Поморцев перевел дух, отпил еще несколько глотков чаю и продолжил свой рассказ:

– Так вот, стало быть, о моей семье. У нас история этого происшествия передавалась из поколения в поколение. Потому что уж слишком большая была обида. Не простили ее Поморцевы. А как же можно было не обидеться, спрошу я вас? Да, приметы были на месте. Да только не все было так гладко, как представлено в официальном рапорте. Я уж молчу о том, что никто не удосужился измерить хотя бы рост найденного убиенным человека. А ведь данные Прова, хотя бы описательные, неточные все же были в распоряжении полиции. Но на них никто не обратил внимания перед вопиющим фактом наличия двух основных примет. Да только, как я уже сказал, с ними не все было гладко. Перстень, когда труп поднимали, соскользнул с пальца. Это притом, что покойный вовсе не выглядел изможденным. И даже если допустить, что Пров за время своих бегов отчасти похудел, то уж не настолько, чтобы впившийся до того в палец перстень теперь с легкостью соскакивал с руки. Впрочем, и одежка на трупе была явно не по размеру – велика, как с чужого плеча. Но и это еще не самое главное. Палец-то – нет, не тот, с перстнем, а изуродованный в детстве мизинец, – кровоточил. Как хочешь, так и понимай. И селяне то видели, не только наша семья. Требовали более внимательного расследования. Сказывали о пропаже Акима. Да только полицейские чины на то никакого внимания не обратили. Что ж, в полицию всегда шла служить одна дрянь. Рану на пальце землей присыпали, чтобы крови не было видно. Так и записали себе в отчет: мол, найден беглый злодей. А в деталях, что не сходились, никто разбираться не стал. Кому был нужен Аким? А Прова они искали. И даже уже не с тем, чтобы вернуть его барину. Леопольдов давно о том деле забыл и никакого давления на полицию не оказывал. Да в том была беда, что за четыре года бегов Прова подозревали в ряде убийств, учиненных в округе. Так что власти за ним охотились с особым рвением. И очень удачно, можно сказать, поймали.
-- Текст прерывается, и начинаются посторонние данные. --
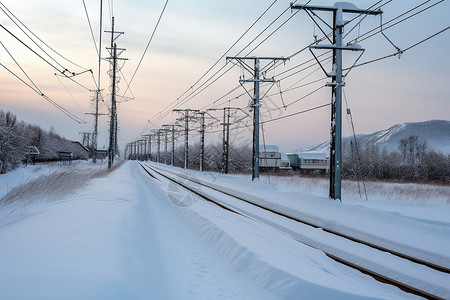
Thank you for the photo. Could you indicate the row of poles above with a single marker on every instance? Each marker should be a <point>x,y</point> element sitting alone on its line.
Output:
<point>254,66</point>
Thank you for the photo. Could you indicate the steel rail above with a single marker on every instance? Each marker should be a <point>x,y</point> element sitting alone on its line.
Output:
<point>379,277</point>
– Значит, вы предполагаете, что Пров убил вашего прапрадеда? – пробормотал Андрей.

– Молодой человек, – вновь хихикнул Поморцев, – не хватает еще, чтобы мы с вами сейчас перессорились из-за наших предков.

– Да я не в том смысле, – хмыкнул Андрей.

– Он ли убил или не он, – продолжил краевед, – Аким ли то был или нет. Наверняка теперь сказать нельзя. Но то, что мы имеем полное право предположить подобное, отрицать нельзя.

– А Акима так и не нашли, насколько я понимаю? – поинтересовался Андрей.

– Нет, не нашли, – скрипнул Поморцев. – Весьма любопытен, а по прошествии стольких лет, я бы сказал, даже комичен и еще один факт. Поскольку полиция решительно не знала, что делать с трупом, опознанным ею как Пров Киржаков, она не нашла ничего лучшего, как захоронить его там же, в Погорельцеве, на местном кладбище. И чудное дело – прошло уже полторы сотни лет, а могила та цела. Как будто ждет кого-то. Просто чертовщина какая-то. Впрочем, об этом я уже рассказывал вам во время вашего первого визита.

– Может быть, родственники приглядывали? – предположил Андрей. – За могилой, я имею в виду. Ваши родственники, Поморцевы. Если в семье считали, что там Аким.

– Может, что и так, – охотно скрипнул его собеседник. – Да дело в том, что род Поморцевых давно перевелся. Остался я один. Да и тот бобыль. Еще с довоенных времен никто из нашей семьи в Погорельцеве не жил. Хоть бы даже и за эти годы, а могила должна была прийти в упадок.

– В упадок! – фыркнул Андрей. – Да от нее и следа не должно было остаться. Я был на старом, как они его называют, кладбище в Митрошине. Там нет ни одного дореволюционного захоронения.